En effet, monsieur le président, à l’issue du second tour des élections présidentielles en novembre 2010, la CEI s’était retrouvée au Golf, le QG de votre candidat Alassane Ouattara pour proclamer provisoirement sa victoire.

Et comme il fallait s’y attendre, le Conseil constitutionnel à travers son président avait invalidé une partie des résultats consécutivement à une gymnastique politico-juridique dont lui seul avait le secret pour déclarer le président Laurent Gbagbo définitivement vainqueur de la présidentielle.

Deux différents résultats qui vont nous conduire à une guerre fratricide qui a opposé les ex-FDS proches du président Laurent Gbagbo et les ex-rebelles devenus FRCI, proches du président Ouattara, appuyés par l’Onuci et la Licorne. Cette guerre aurait fait au bas mot 3 000 morts.

Le 11 Avril 2011, le président Laurent Gbagbo a été arrêté et incarcéré à Korhogo jusqu’en Novembre 2011 puis conduit à la Haye. Il y sera rejoint plus tard par le ministre Blé Goudé Charles tous les deux transférés par le régime sans que vous n’interveniez.

Ne dit-on pas que le linge sale se lave en famille ? Qu’avez-vous fait pour ne pas que messieurs Laurent Gbagbo et Blé Goudé Charles soient transférés à la Haye ?

Monsieur le président, ce qui m’intrigue c’est qu’après tout ça, vous ne vous êtes pas mis au-dessus de la mêlée pour rassembler tous les ivoiriens autour du pays. Le PDCI-RDA devait être le trait d’union de tous les ivoiriens. Vous avez failli à cette mission de rassemblement.

Tout récemment lors d’une interview que vous avez accordé à Jeune Afrique, vous avez dit et je cite  «les trois mille morts de la crise post-électorale sont de la responsabilité du président Laurent Gbagbo ».

Dans cette crise, objectivement, il y a eu des morts aussi bien dans le camp du président Gbagbo que dans celui du président Ouattara. On ne peut donc pas dire que le président Laurent Gbagbo est à lui seul responsable des tueries à la fois de ses propres partisans et des partisans du président Ouattara.

Je suis désolé, monsieur le président, de vous dire que vous contribuez ainsi au pourrissement de la vie politique. Ouvrez les yeux pour voir les Ivoiriens se haïssent, chacun rumine la vengeance et attend son « tour » pour régler ses comptes. Dans une telle atmosphère, la seule perdante c’est bien la Côte d’Ivoire.

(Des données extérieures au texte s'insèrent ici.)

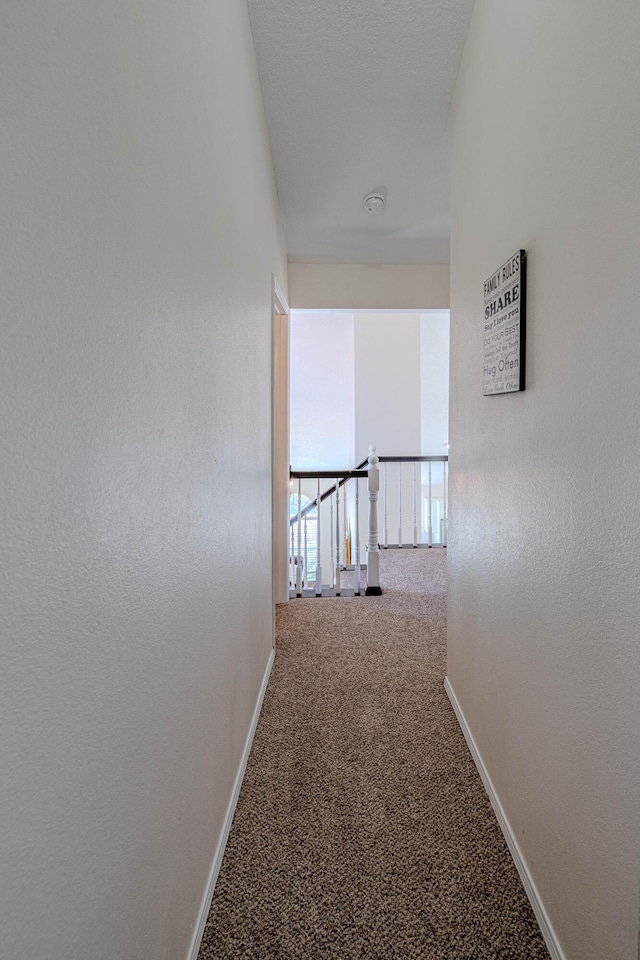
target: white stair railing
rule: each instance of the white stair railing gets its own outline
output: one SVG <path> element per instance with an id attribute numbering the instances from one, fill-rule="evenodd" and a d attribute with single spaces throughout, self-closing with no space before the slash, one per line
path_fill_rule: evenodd
<path id="1" fill-rule="evenodd" d="M 382 544 L 378 534 L 381 464 Z M 411 464 L 411 484 L 403 483 L 404 464 Z M 379 457 L 375 447 L 370 447 L 368 459 L 354 470 L 291 471 L 290 597 L 347 597 L 363 592 L 376 596 L 382 592 L 381 549 L 446 547 L 447 466 L 446 456 Z M 360 480 L 365 477 L 366 506 L 360 490 Z M 324 493 L 323 479 L 332 481 Z M 398 543 L 389 543 L 389 526 L 396 523 Z M 329 571 L 329 582 L 324 584 L 323 570 Z"/>

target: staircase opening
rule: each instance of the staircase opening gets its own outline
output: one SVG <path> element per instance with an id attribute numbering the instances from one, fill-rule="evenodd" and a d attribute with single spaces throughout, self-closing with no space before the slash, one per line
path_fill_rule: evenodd
<path id="1" fill-rule="evenodd" d="M 291 596 L 313 595 L 318 560 L 329 590 L 336 570 L 365 570 L 367 484 L 347 474 L 366 466 L 370 445 L 381 458 L 381 548 L 446 544 L 448 375 L 449 311 L 291 311 Z M 325 477 L 320 488 L 323 471 L 334 482 Z M 313 518 L 312 556 L 308 505 L 330 487 L 320 522 Z"/>

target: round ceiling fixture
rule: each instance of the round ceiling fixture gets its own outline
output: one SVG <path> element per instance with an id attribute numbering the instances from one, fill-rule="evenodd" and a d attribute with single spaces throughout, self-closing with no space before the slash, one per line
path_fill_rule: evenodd
<path id="1" fill-rule="evenodd" d="M 372 217 L 377 217 L 385 208 L 387 191 L 385 187 L 376 187 L 362 201 L 362 206 Z"/>

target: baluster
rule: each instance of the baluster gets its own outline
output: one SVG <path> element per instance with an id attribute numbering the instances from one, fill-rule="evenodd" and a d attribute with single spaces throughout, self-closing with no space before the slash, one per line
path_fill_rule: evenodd
<path id="1" fill-rule="evenodd" d="M 429 521 L 428 521 L 428 530 L 429 530 L 429 546 L 433 546 L 433 504 L 431 500 L 431 460 L 429 460 Z"/>
<path id="2" fill-rule="evenodd" d="M 379 597 L 380 589 L 380 546 L 378 544 L 378 492 L 380 490 L 379 459 L 375 447 L 369 447 L 369 538 L 367 542 L 367 589 L 368 597 Z"/>
<path id="3" fill-rule="evenodd" d="M 448 538 L 448 523 L 449 518 L 447 517 L 447 461 L 442 461 L 442 546 L 446 547 L 447 538 Z"/>
<path id="4" fill-rule="evenodd" d="M 296 596 L 302 596 L 302 565 L 300 560 L 302 559 L 302 489 L 300 486 L 300 479 L 298 478 L 298 555 L 296 557 Z"/>
<path id="5" fill-rule="evenodd" d="M 385 550 L 389 546 L 389 511 L 387 509 L 387 461 L 384 462 L 384 532 L 383 544 Z"/>
<path id="6" fill-rule="evenodd" d="M 307 514 L 304 515 L 304 569 L 302 574 L 302 586 L 309 586 L 309 555 L 307 552 Z"/>
<path id="7" fill-rule="evenodd" d="M 340 596 L 340 479 L 336 477 L 336 597 Z"/>
<path id="8" fill-rule="evenodd" d="M 356 477 L 356 556 L 353 571 L 353 595 L 360 596 L 360 478 Z"/>
<path id="9" fill-rule="evenodd" d="M 333 494 L 329 495 L 329 538 L 329 570 L 333 570 Z M 335 580 L 331 574 L 331 584 L 334 583 Z"/>
<path id="10" fill-rule="evenodd" d="M 402 549 L 402 462 L 398 461 L 398 547 Z"/>
<path id="11" fill-rule="evenodd" d="M 347 486 L 349 481 L 347 480 L 344 484 L 344 490 L 342 491 L 342 553 L 344 556 L 344 563 L 342 566 L 346 569 L 350 563 L 350 545 L 349 545 L 349 525 L 347 522 Z"/>
<path id="12" fill-rule="evenodd" d="M 293 524 L 289 523 L 289 530 L 291 531 L 291 555 L 289 556 L 289 587 L 292 590 L 295 590 L 296 586 L 296 568 L 293 565 L 293 558 L 295 555 L 295 547 L 293 545 Z"/>
<path id="13" fill-rule="evenodd" d="M 416 498 L 416 491 L 418 485 L 416 483 L 416 464 L 413 464 L 413 545 L 414 547 L 418 546 L 418 501 Z"/>
<path id="14" fill-rule="evenodd" d="M 318 501 L 316 507 L 316 597 L 322 596 L 322 535 L 320 533 L 320 477 L 318 477 Z"/>

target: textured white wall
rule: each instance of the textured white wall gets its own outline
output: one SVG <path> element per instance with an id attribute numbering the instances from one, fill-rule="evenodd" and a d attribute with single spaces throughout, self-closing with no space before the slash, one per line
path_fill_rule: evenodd
<path id="1" fill-rule="evenodd" d="M 298 310 L 444 310 L 449 307 L 449 267 L 290 263 L 289 306 Z"/>
<path id="2" fill-rule="evenodd" d="M 9 0 L 0 72 L 0 953 L 182 960 L 271 650 L 245 3 Z"/>
<path id="3" fill-rule="evenodd" d="M 638 952 L 639 60 L 631 0 L 477 0 L 453 107 L 448 673 L 568 960 Z M 519 247 L 527 390 L 483 398 Z"/>

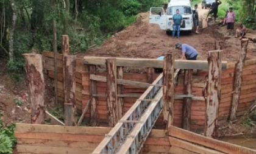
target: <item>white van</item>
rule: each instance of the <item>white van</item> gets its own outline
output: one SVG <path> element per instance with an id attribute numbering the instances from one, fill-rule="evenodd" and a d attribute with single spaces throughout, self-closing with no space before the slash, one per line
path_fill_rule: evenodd
<path id="1" fill-rule="evenodd" d="M 166 30 L 169 34 L 172 30 L 172 16 L 179 9 L 179 13 L 183 17 L 183 24 L 180 31 L 185 30 L 191 33 L 194 24 L 193 23 L 193 12 L 190 0 L 171 0 L 166 11 L 162 7 L 151 7 L 150 9 L 149 24 L 157 24 L 161 29 Z"/>

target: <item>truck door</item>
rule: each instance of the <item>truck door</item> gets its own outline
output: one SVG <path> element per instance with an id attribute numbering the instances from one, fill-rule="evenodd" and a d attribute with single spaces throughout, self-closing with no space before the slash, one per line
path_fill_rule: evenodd
<path id="1" fill-rule="evenodd" d="M 157 24 L 161 29 L 166 29 L 166 15 L 162 7 L 151 7 L 149 24 Z"/>

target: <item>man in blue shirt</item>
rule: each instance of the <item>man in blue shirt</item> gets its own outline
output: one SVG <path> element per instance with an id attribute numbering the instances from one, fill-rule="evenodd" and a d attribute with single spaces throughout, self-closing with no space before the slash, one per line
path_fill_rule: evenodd
<path id="1" fill-rule="evenodd" d="M 179 9 L 176 10 L 176 14 L 172 16 L 172 38 L 174 38 L 175 32 L 177 30 L 177 37 L 180 37 L 180 26 L 183 24 L 182 16 L 179 13 Z"/>
<path id="2" fill-rule="evenodd" d="M 182 50 L 182 55 L 180 60 L 183 60 L 185 57 L 187 60 L 196 60 L 198 55 L 198 52 L 193 47 L 187 44 L 177 43 L 175 45 L 175 48 Z"/>

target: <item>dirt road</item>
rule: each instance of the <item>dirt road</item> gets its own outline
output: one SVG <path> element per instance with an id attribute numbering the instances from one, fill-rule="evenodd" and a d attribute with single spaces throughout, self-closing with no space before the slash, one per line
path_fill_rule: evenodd
<path id="1" fill-rule="evenodd" d="M 201 9 L 199 4 L 198 12 L 201 18 L 208 10 Z M 225 27 L 221 27 L 218 25 L 213 25 L 202 32 L 202 29 L 199 29 L 201 34 L 193 33 L 189 35 L 182 35 L 179 39 L 172 39 L 171 37 L 166 34 L 165 30 L 161 30 L 158 25 L 149 24 L 149 12 L 140 13 L 134 24 L 115 33 L 110 38 L 105 40 L 101 46 L 90 49 L 77 56 L 156 58 L 163 53 L 172 51 L 177 53 L 176 58 L 178 58 L 181 55 L 181 52 L 175 50 L 174 46 L 176 43 L 180 43 L 194 47 L 199 52 L 199 60 L 207 60 L 208 52 L 215 50 L 216 40 L 226 41 L 230 38 L 223 34 L 226 30 Z M 222 55 L 222 60 L 235 61 L 237 60 L 240 47 L 236 45 L 236 43 L 234 43 L 234 41 L 226 42 L 228 43 L 225 44 L 224 47 L 224 54 Z"/>

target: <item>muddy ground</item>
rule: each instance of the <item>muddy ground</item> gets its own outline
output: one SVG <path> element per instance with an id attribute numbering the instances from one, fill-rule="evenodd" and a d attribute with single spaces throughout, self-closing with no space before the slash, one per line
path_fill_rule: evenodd
<path id="1" fill-rule="evenodd" d="M 206 10 L 207 11 L 208 10 Z M 201 18 L 205 12 L 199 9 Z M 222 60 L 228 62 L 236 61 L 240 52 L 240 41 L 238 38 L 227 36 L 226 27 L 219 27 L 211 24 L 211 26 L 202 31 L 201 34 L 193 33 L 182 35 L 179 39 L 171 38 L 161 30 L 158 25 L 149 23 L 149 12 L 140 13 L 136 22 L 124 30 L 115 33 L 105 40 L 100 47 L 91 49 L 85 54 L 79 54 L 77 57 L 100 56 L 129 58 L 156 58 L 168 52 L 175 52 L 176 58 L 179 58 L 180 51 L 174 50 L 176 43 L 186 43 L 196 49 L 199 54 L 199 60 L 207 60 L 208 52 L 215 49 L 215 42 L 222 40 L 225 43 Z M 247 59 L 255 58 L 254 46 L 249 43 Z M 0 110 L 1 119 L 4 125 L 12 123 L 30 123 L 30 100 L 27 81 L 24 80 L 15 83 L 7 74 L 6 61 L 0 60 Z M 23 95 L 27 96 L 23 97 Z M 48 109 L 54 110 L 54 90 L 49 79 L 46 77 L 45 104 Z M 238 133 L 251 134 L 255 133 L 255 125 L 245 127 L 241 124 L 245 117 L 240 118 L 233 123 L 227 122 L 220 126 L 221 136 L 234 135 Z"/>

Monsieur le président, je vous invite à travailler pour la réconciliation vraie et le retour de la paix dans votre propre pays avant d’aller récompenser les autres pour leurs efforts dans la recherche de la paix.

Je vous invite à travailler à l’instauration de la paix dans votre pays. Ne dit-on pas que la paix à l’intérieur influence la paix à l’extérieur ? C’est en réussissant dans votre pays que vous pourrez, sans complexe, conseiller et récompenser les autres.

Comment pouvez-vous parrainer le prix de la recherche de la paix, sans être ému par le fait que bon nombre de nos concitoyens sont obligés de vivre en exil forcé sachant que vous-même avez connu la douleur de l’exil ?

Comment pouvez-vous accepter qu’à l’issue de la crise post-électorale, des Ivoiriens et des Ivoiriennes soient maintenus dans les prisons pour leur appartenance au camp Gbagbo, sans le moindre jugement depuis plus de six ans ?

Monsieur le président, votre responsabilité est grande et engagée. La Côte d’Ivoire, sous la houlette du PDCI-RDA, doit devenir un pays pacifique, un pays où il fait bon vivre, un pays démocratique. Je ne pense pas que vous êtes sur le bon chemin.

Il vous faut donc vous départir de certaines considérations partisanes pour ne voir que la Côte d’Ivoire. Si vous avez pu vous réconcilier puis vous allier au président Ouattara alors je ne vois pas avec qui cela sera impossible.

Dans l’optique que vous vous approprierez le contenu de cette lettre ouverte, veuillez agréer, monsieur le président du PDCI-RDA, l’expression de ma profonde considération.